Serving tea for Alzheimers victim
A Storm Lake man Tuesday asked the Buena Vista County Board of Supervisors to consider decriminalizing marijuana and to start a "Safe Ride" program to keep drunk drivers off the road.
Paul Peterson, a former Chicago attorney and originally from Storm Lake, said that, at his behest, a number of Illinois communities had adopted a prosecutorial discretion policy which essentially decriminalized possessing small quantities of marijuana.
Despite the progress he said he made in getting 16 Illinois towns to decriminalize marijuana, Peterson said the governor of Illinois stopped his efforts to decriminalize marijuana throughout the state.
"Because I lobbied him, all the doors slammed shut," Peterson said. Peterson said he had planned to obtain one ton of marijuana to manufacture a pill for medicinal use. However, a pharmaceutical lab that made a competing drug stopped those plans, Peterson said.
Peterson extols the virtues of medicinal marijuana use. "I know that this helps with cancer and with Alzheimer's," Peterson said. Unfortunately, said Peterson, "I can't get doctors involved because it's too controversial."
It was his efforts to decriminalize marijuana in Illinois, he said, that caused him to lose his law license in that state. "I doubt I will get my law license back until I win this war," Peterson said.
Rather than encouraging marijuana use, decriminalizing efforts in Illinois have worked, said Peterson.
He said those possessing 10 grams or less get a $50 ticket. "There are no repeat offenders," Peterson said. "As a result, there are some 10,000 to 15,000 kids that are not put into jail."
By an act of decriminalizing marijuana, Buena Vista County could become a world class leader, Peterson said.
Peterson was accompanied to the meeting by an elderly relative.

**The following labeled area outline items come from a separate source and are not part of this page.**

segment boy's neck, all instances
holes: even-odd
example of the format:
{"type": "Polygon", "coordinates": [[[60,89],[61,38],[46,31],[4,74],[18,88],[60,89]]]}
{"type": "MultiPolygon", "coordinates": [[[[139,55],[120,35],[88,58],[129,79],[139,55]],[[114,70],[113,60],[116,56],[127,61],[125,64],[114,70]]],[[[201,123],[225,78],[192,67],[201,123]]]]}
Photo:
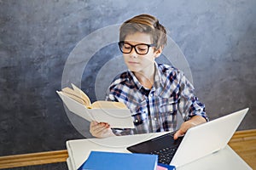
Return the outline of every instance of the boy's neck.
{"type": "Polygon", "coordinates": [[[154,65],[143,71],[134,72],[134,75],[144,88],[150,89],[154,82],[154,65]]]}

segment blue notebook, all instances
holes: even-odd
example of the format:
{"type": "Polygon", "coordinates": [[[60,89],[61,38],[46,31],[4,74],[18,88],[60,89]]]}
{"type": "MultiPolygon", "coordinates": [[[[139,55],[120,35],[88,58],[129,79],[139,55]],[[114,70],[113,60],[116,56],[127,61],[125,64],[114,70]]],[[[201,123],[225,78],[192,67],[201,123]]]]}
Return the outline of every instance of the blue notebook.
{"type": "Polygon", "coordinates": [[[149,154],[91,151],[79,170],[154,170],[158,156],[149,154]]]}

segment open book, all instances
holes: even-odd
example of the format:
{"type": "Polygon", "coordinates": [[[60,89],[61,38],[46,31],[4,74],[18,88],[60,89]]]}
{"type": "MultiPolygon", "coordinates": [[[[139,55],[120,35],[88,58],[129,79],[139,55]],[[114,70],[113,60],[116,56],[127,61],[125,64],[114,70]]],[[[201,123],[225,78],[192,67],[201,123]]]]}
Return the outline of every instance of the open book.
{"type": "Polygon", "coordinates": [[[111,128],[133,128],[130,110],[120,102],[99,100],[91,104],[90,98],[78,87],[56,91],[67,109],[89,122],[108,122],[111,128]]]}

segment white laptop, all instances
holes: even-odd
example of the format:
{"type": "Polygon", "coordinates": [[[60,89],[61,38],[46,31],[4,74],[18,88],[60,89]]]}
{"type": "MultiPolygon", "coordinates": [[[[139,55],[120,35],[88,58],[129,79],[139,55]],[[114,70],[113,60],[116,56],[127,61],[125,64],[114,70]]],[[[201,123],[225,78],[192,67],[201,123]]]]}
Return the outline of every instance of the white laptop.
{"type": "MultiPolygon", "coordinates": [[[[247,110],[248,108],[189,129],[183,139],[180,139],[170,165],[178,167],[226,147],[247,110]]],[[[171,138],[172,134],[164,134],[162,138],[157,137],[133,144],[127,147],[127,150],[134,153],[152,154],[153,150],[156,148],[159,150],[163,146],[165,150],[167,143],[172,144],[172,142],[166,142],[170,141],[171,138]]]]}

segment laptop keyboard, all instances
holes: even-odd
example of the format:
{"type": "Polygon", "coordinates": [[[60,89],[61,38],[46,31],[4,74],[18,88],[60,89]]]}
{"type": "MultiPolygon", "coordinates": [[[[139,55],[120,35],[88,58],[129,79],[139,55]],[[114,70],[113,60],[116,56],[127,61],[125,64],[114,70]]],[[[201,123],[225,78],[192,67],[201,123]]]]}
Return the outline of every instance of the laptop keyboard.
{"type": "Polygon", "coordinates": [[[151,152],[150,154],[158,155],[158,162],[169,165],[177,147],[165,148],[158,151],[151,152]]]}

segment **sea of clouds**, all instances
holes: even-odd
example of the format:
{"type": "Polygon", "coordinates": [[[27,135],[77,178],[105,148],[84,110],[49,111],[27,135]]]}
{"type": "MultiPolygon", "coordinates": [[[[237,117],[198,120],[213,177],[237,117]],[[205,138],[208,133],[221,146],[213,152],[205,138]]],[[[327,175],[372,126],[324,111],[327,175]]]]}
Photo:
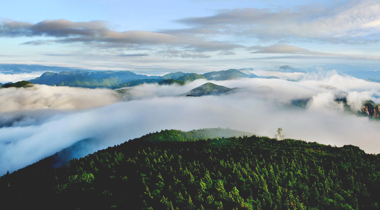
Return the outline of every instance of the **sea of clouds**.
{"type": "Polygon", "coordinates": [[[90,153],[165,129],[229,128],[272,137],[281,126],[288,138],[352,144],[380,153],[380,124],[346,113],[334,101],[344,91],[348,104],[358,110],[363,100],[380,103],[380,83],[334,72],[301,79],[299,73],[287,74],[299,81],[198,79],[183,86],[144,84],[122,95],[109,89],[43,85],[0,89],[0,174],[86,138],[100,140],[90,153]],[[220,96],[179,96],[209,81],[243,88],[220,96]],[[308,98],[305,109],[284,107],[292,100],[308,98]]]}

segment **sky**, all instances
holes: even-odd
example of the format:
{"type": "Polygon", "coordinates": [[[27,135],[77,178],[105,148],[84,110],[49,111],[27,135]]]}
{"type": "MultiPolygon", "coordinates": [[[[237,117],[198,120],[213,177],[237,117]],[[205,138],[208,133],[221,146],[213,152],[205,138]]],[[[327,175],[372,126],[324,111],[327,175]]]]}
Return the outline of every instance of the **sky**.
{"type": "Polygon", "coordinates": [[[148,74],[379,64],[379,0],[161,1],[5,1],[0,63],[148,74]]]}

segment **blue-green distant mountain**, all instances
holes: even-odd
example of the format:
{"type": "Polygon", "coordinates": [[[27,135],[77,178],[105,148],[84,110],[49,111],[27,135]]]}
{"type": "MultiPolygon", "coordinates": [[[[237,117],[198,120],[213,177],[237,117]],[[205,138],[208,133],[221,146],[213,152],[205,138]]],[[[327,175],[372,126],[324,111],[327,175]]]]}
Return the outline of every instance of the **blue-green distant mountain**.
{"type": "Polygon", "coordinates": [[[147,76],[137,75],[128,71],[84,72],[61,72],[59,73],[46,72],[41,77],[29,81],[35,84],[48,85],[68,86],[88,88],[115,88],[122,84],[136,79],[156,79],[159,76],[147,76]]]}
{"type": "Polygon", "coordinates": [[[28,87],[33,86],[34,84],[28,81],[20,81],[16,83],[8,83],[1,85],[3,88],[7,88],[8,87],[28,87]]]}
{"type": "Polygon", "coordinates": [[[40,77],[29,80],[35,84],[48,85],[82,87],[90,88],[117,88],[131,87],[144,83],[161,82],[161,84],[171,84],[173,82],[182,85],[175,81],[163,81],[166,79],[175,79],[181,82],[191,82],[198,79],[210,80],[227,80],[240,78],[259,78],[249,73],[253,69],[239,70],[229,69],[226,71],[212,72],[203,75],[196,73],[175,72],[162,77],[147,76],[138,75],[128,71],[87,71],[77,70],[62,71],[58,73],[45,72],[40,77]]]}
{"type": "Polygon", "coordinates": [[[88,88],[98,87],[112,88],[120,85],[122,83],[122,80],[117,77],[106,77],[102,78],[94,78],[91,77],[73,76],[56,84],[56,85],[88,88]]]}
{"type": "Polygon", "coordinates": [[[165,79],[159,82],[158,82],[158,84],[159,85],[172,85],[172,84],[177,84],[179,85],[183,85],[185,84],[185,83],[183,81],[178,81],[176,79],[165,79]]]}
{"type": "Polygon", "coordinates": [[[123,84],[119,85],[117,88],[120,88],[121,87],[133,87],[134,86],[140,85],[143,84],[152,84],[158,83],[162,81],[163,79],[135,79],[130,81],[129,82],[123,84]]]}
{"type": "Polygon", "coordinates": [[[237,69],[229,69],[219,72],[211,72],[202,75],[209,80],[228,80],[241,78],[258,78],[260,77],[253,74],[245,74],[237,69]]]}
{"type": "Polygon", "coordinates": [[[183,72],[175,72],[173,73],[168,74],[167,75],[164,75],[163,76],[160,78],[160,79],[177,79],[181,77],[184,76],[185,75],[188,75],[191,74],[191,73],[184,73],[183,72]]]}
{"type": "Polygon", "coordinates": [[[305,71],[294,68],[290,66],[282,66],[280,67],[280,72],[288,73],[294,73],[295,72],[305,73],[305,71]]]}
{"type": "Polygon", "coordinates": [[[218,85],[211,82],[207,82],[190,90],[183,95],[188,96],[202,96],[225,94],[231,91],[233,88],[218,85]]]}
{"type": "Polygon", "coordinates": [[[197,73],[192,73],[189,75],[186,75],[177,78],[176,79],[183,82],[191,82],[198,79],[206,79],[205,76],[199,75],[197,73]]]}
{"type": "MultiPolygon", "coordinates": [[[[0,72],[5,74],[31,73],[36,72],[71,72],[75,70],[76,70],[76,69],[72,68],[46,66],[39,65],[0,64],[0,72]]],[[[84,70],[84,71],[91,72],[94,70],[84,70]]]]}

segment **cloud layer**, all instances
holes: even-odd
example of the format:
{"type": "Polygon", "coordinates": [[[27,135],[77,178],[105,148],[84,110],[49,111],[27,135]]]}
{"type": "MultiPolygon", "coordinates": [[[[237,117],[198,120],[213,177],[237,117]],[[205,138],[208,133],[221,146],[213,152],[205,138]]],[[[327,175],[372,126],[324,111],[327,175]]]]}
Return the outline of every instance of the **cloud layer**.
{"type": "Polygon", "coordinates": [[[34,90],[1,92],[0,97],[8,96],[0,100],[6,107],[1,110],[14,111],[0,115],[0,174],[85,138],[100,140],[96,148],[100,149],[171,129],[230,128],[272,137],[281,126],[289,138],[338,146],[351,144],[368,153],[380,153],[380,144],[373,138],[380,135],[379,123],[347,114],[334,101],[337,90],[326,87],[346,92],[348,103],[359,109],[363,100],[380,102],[380,83],[333,72],[307,74],[297,82],[264,79],[212,81],[245,88],[219,97],[186,97],[176,96],[206,81],[200,79],[182,86],[146,84],[134,88],[128,98],[131,101],[119,102],[110,90],[40,85],[34,90]],[[291,100],[307,98],[312,99],[305,110],[287,110],[283,106],[291,100]],[[14,106],[18,108],[6,105],[14,103],[19,103],[14,106]]]}
{"type": "Polygon", "coordinates": [[[341,4],[318,4],[291,9],[224,9],[214,15],[194,17],[178,22],[194,27],[192,33],[234,34],[262,40],[304,39],[331,43],[378,42],[380,3],[351,0],[341,4]],[[201,28],[214,30],[202,30],[201,28]]]}

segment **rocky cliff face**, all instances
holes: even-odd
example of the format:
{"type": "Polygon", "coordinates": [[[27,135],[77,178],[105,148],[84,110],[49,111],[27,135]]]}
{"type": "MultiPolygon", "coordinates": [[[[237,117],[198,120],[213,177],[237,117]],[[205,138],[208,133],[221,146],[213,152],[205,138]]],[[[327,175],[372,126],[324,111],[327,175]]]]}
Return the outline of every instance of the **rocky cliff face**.
{"type": "Polygon", "coordinates": [[[380,105],[373,103],[364,103],[362,111],[370,117],[380,117],[380,105]]]}

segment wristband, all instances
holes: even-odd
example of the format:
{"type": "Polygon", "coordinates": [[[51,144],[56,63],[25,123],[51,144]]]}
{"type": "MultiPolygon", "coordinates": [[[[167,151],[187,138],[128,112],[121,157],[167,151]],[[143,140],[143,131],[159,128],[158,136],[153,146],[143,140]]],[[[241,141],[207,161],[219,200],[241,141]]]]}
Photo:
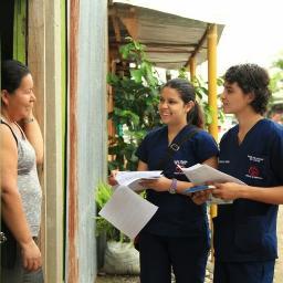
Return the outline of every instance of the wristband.
{"type": "Polygon", "coordinates": [[[31,118],[25,118],[25,119],[23,119],[23,123],[24,123],[24,124],[30,124],[30,123],[32,123],[33,120],[34,120],[33,117],[31,117],[31,118]]]}
{"type": "Polygon", "coordinates": [[[172,179],[171,186],[168,191],[172,195],[177,192],[177,180],[176,179],[172,179]]]}

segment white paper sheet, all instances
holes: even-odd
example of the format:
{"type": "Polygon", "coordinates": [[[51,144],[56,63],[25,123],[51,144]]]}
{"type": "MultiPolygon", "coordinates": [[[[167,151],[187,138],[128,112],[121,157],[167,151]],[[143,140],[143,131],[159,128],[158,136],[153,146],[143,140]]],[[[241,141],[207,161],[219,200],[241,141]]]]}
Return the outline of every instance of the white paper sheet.
{"type": "Polygon", "coordinates": [[[142,198],[128,187],[118,186],[98,214],[124,234],[134,239],[157,209],[158,207],[142,198]]]}
{"type": "Polygon", "coordinates": [[[221,172],[206,164],[196,164],[189,168],[181,168],[187,178],[193,182],[195,185],[205,185],[207,181],[214,182],[227,182],[233,181],[237,184],[244,185],[243,181],[228,175],[221,172]]]}
{"type": "MultiPolygon", "coordinates": [[[[228,174],[221,172],[206,164],[196,164],[189,168],[181,168],[181,170],[185,172],[187,178],[195,185],[205,185],[207,181],[214,181],[214,182],[232,181],[232,182],[244,185],[243,181],[228,174]]],[[[233,203],[233,201],[214,198],[212,193],[210,193],[207,203],[230,205],[230,203],[233,203]]]]}
{"type": "Polygon", "coordinates": [[[134,191],[145,190],[139,185],[142,179],[156,179],[161,176],[161,171],[118,171],[115,179],[118,185],[127,186],[134,191]]]}

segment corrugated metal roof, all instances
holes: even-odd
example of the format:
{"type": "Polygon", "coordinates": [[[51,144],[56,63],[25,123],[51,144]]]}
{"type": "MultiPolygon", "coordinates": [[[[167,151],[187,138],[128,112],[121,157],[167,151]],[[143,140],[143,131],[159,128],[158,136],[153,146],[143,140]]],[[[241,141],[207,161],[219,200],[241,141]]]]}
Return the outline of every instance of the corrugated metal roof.
{"type": "MultiPolygon", "coordinates": [[[[147,46],[148,59],[160,67],[180,69],[196,52],[197,64],[207,60],[209,22],[117,2],[109,7],[109,15],[111,49],[117,48],[124,36],[130,35],[147,46]]],[[[224,25],[217,25],[219,40],[224,25]]]]}

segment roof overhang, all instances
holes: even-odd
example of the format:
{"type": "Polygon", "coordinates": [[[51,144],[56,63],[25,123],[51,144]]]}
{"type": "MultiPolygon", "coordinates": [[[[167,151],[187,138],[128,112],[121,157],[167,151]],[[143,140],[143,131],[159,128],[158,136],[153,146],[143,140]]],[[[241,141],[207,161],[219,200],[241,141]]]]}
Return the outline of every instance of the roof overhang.
{"type": "MultiPolygon", "coordinates": [[[[125,43],[125,36],[146,45],[146,53],[156,66],[178,70],[207,61],[207,35],[210,22],[188,19],[154,9],[113,1],[109,6],[109,48],[125,43]]],[[[213,22],[214,23],[214,22],[213,22]]],[[[218,41],[224,28],[218,28],[218,41]]]]}

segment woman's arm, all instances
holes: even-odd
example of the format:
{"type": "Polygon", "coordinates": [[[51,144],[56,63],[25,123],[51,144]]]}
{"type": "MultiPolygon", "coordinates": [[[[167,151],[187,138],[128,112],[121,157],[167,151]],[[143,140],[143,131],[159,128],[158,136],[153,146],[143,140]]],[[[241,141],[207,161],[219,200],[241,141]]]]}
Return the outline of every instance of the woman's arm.
{"type": "Polygon", "coordinates": [[[250,199],[271,205],[283,203],[283,186],[279,187],[252,187],[239,185],[235,182],[213,184],[216,189],[212,190],[214,197],[224,200],[250,199]]]}
{"type": "Polygon", "coordinates": [[[18,190],[18,149],[11,130],[0,125],[0,169],[2,219],[22,249],[23,264],[28,270],[41,266],[41,253],[34,243],[27,222],[18,190]]]}
{"type": "MultiPolygon", "coordinates": [[[[211,167],[217,168],[218,159],[216,156],[213,156],[213,157],[205,160],[203,164],[207,164],[211,167]]],[[[139,160],[138,161],[138,170],[140,170],[140,171],[148,170],[147,164],[139,160]]],[[[172,185],[172,180],[168,179],[166,177],[161,177],[156,180],[145,180],[145,181],[140,182],[140,185],[143,185],[144,187],[151,188],[156,191],[168,191],[172,185]]],[[[191,188],[193,186],[195,185],[192,182],[178,180],[177,186],[176,186],[176,192],[184,193],[184,191],[186,189],[191,188]]]]}

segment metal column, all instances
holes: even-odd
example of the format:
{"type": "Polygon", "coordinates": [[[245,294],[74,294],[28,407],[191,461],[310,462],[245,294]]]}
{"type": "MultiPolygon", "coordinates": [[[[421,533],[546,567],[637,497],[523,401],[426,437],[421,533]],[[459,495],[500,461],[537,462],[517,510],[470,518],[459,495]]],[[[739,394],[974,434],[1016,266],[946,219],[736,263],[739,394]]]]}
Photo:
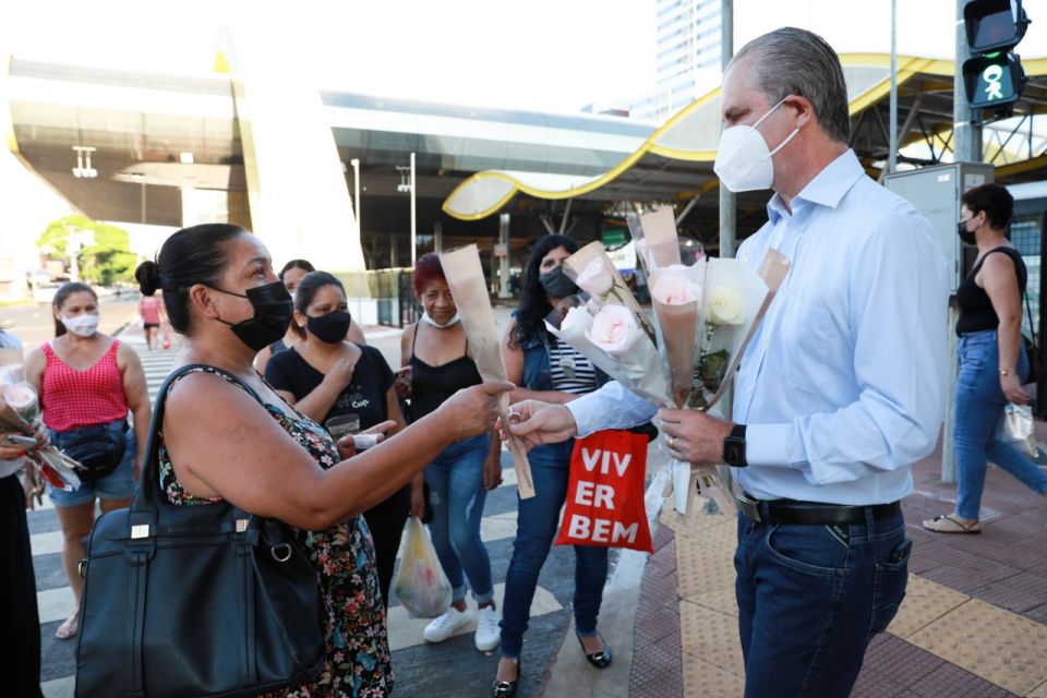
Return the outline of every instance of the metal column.
{"type": "Polygon", "coordinates": [[[505,245],[505,256],[498,257],[498,298],[509,298],[509,214],[498,216],[498,244],[505,245]]]}

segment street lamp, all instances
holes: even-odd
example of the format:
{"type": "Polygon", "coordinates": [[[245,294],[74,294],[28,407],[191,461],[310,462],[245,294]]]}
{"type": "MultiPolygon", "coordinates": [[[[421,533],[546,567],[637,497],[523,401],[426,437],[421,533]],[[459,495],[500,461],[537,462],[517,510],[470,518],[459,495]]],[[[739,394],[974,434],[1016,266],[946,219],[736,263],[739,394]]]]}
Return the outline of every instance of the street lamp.
{"type": "Polygon", "coordinates": [[[397,171],[400,173],[400,183],[397,184],[396,191],[398,192],[411,192],[411,267],[414,267],[414,248],[416,248],[416,222],[418,219],[417,216],[417,206],[416,206],[416,183],[417,179],[414,176],[414,154],[411,153],[411,166],[410,167],[400,167],[397,166],[397,171]]]}
{"type": "Polygon", "coordinates": [[[352,203],[356,207],[357,216],[357,237],[360,238],[360,242],[363,242],[363,225],[360,222],[360,158],[354,157],[349,160],[349,165],[352,165],[352,203]]]}

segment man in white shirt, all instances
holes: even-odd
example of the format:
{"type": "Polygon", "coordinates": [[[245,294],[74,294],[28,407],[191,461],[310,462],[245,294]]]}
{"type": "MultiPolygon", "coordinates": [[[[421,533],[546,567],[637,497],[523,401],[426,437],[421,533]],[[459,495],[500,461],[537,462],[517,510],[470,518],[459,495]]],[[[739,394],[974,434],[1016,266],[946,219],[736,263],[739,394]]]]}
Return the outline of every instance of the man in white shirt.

He said he had provided marijuana-laced tea to treat the effects of Alzheimer's and, as a result, it "lifted a fog".
"I gave her one cup of tea and the symptoms went away," Peterson said.
While he does not favor youth using alcohol or marijuana, Peterson said, "I'm looking at the other end of the life spectrum" by advocating marijuana for Alzheimer's patients.
"I am on a healing mission," Peterson said. "There are world-class changes we could make without putting people in jail. What I'm trying to do is help you people move this along."
Peterson asked the Board to make him a resource to study decriminalization. "Don't worry about the feds," Peterson said. "You leave them to me. Whatever else you do is better than merely incarcerating" marijuana users, Peterson said.
Peterson also pushed for a Safe Ride program in which youth who have been drinking could call for a ride home. Similar Safe Ride programs in Illinois, said Peterson, "are helping kids from driving on the highway."
Peterson has been critical of the firing of assistant county attorney Dave Patton over an alleged party with underage drinking held at his home. Peterson had suggested that Patton be brought back and asked to head a program on Safe Rides and youth alcohol abuse prevention.
Supervisor Jim Gustafson told Peterson that the county was already working with Seasons mental health to establish an alcohol and drug mental health court. "We are making progress toward getting people out of jail and into treatment," Gustafson said, noting that the plan was for a "carrot-and-stick" approach.
After the meeting, Board Chair Bill Lanphere said he was not aware that a local government could at its own discretion use a reduced charge for marijuana possession.
"I was not aware that you could - if it is possible," Lanphere said. "We'll certainly talk about it and see if there's some merit in it, some meat in it."